In her first public remarks about her week-long ordeal, volunteer aid worker Nahoko Takato said she was terrified of being killed by the gunmen who took her and two compatriots hostage at an Iraqi petrol station on April 7.
The rebels said they would burn the three alive unless Japan pulled its military out of Iraq. Prime minister Junichiro Koizumi refused, saying he would not bow to terrorist demands.
The three were released a week later through the intervention of Muslim clerics.
“I think it was natural that they didn’t withdraw the Self-Defence Forces (Japan’s military),” Takato said in an interview with the Japanese press reported by Kyodo News Agency.
She added she had been well aware of the risks of going to Iraq.
“I prepared myself for that fact that I could die at any time,” Takato said. “I acted after having reflected carefully.”
Returning home to Japan, the three found themselves the target of intense criticism as the media and government officials slammed them for ignoring official travel warnings and for not taking enough safety precautions.
Relatives of the three were also widely criticised for publicly urging Koizumi to accept the kidnappers’ demands.
Takato, 34, did not directly rebut the criticism, saying only: “I think it is natural that there are many opinions.” She said, however, that she believed her aid work was more important than ever.
Takato said she continued to think of the situation in Iraq every day and harboured no ill feeling towards Iraqis.

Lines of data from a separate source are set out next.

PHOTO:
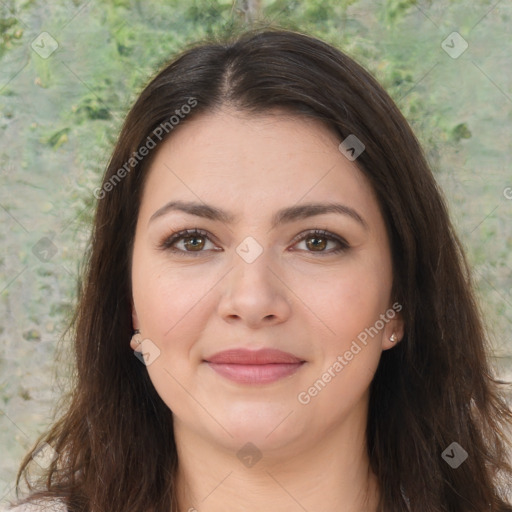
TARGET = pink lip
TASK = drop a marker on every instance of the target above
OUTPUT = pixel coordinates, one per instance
(254, 366)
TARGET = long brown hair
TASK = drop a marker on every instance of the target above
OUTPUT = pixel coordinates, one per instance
(115, 440)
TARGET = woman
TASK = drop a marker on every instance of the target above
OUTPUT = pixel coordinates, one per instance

In a grim video aired repeatedly on Japanese television, the kidnappers manhandled the three at gunpoint and pointed knives at their throats. Takato said she tried to tell the gunmen she was in Iraq to help their country so they would spare her, the photojournalist and the other aid worker.
Japan has maintained its deployment of about 550 Japanese soldiers in the south-eastern Iraq city of Samawah carrying out non-combat, humanitarian projects. It is this country’s largest military mission since the Second World War ended in 1945.
Two other Japanese people taken hostage in a separate incident last month were also released unharmed.